New Year, new news. We’re kicking off 2017 with a nod to CES, where I’ll be for the remainder of this week checking out more gadgets than you can shake a stick at. I don’t know why you’d want to do that but here we are. Check out The Daily Crunch for January 1, 2017.
CES is this week, and it’s easily the world’s biggest consumer electronics expo. If you follow any journalists on Twitter, you may know that it’s considered one of the most gruelling stretches of work in the entire year, but it’s also pretty fun (the less thorny of us will admit to that begrudgingly).
In Las Vegas, around 200,000 people swell the city to its transportation bursting point, and everyone comes to show off what they’ve been up to in consumer gadgets Expect a lot of AI this year, including tons of intelligent automobiles. Hopefully a Herbie the Love Bug or two.
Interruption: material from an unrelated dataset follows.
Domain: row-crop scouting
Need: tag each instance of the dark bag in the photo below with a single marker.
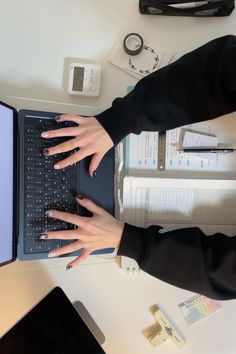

SpaceX has been grounded since an explosion destroyed one of its Falcon 9 rockets on September 1. Now, the company says it’s satisfied its investigation into the cause, and resulting countermeasures, are ready. Mars isn’t getting any younger, so hopefully it can get back to shooting stuff beyond the atmosphere at a steady clip.
Tesla made good on its promise to return Autopilot features to so-called “HW2” equipped vehicles. CEO Elon Musk said that it’s being deployed to a small group of initial test users first, with a larger rollout planned if that goes well. The highway commute relief is in site, you pampered Tesla owners you.
Twitter’s executive turnover continues, with its head of business in China the latest to depart. She only joined seven months ago, but basically it’s made the China-specific position obsolete with a restructuring of its Asia business.
If you weren’t exactly sure what a VPN is, Romain has you covered. Basically it’s a tunnel escape for car chases where you have to evade the helicopter. It makes sense, just go read it.
Android in the car is better than Android Auto, or so hope Fiat Chrysler and Google. The two are teaming up to make Android a more integral part of a car’s infotainment system, handling everything from radio to cabin comfort. It’s a big bet on being closer to where Google wants to be as cars become more autonomous and more a site for actual computing, and it’s very smart.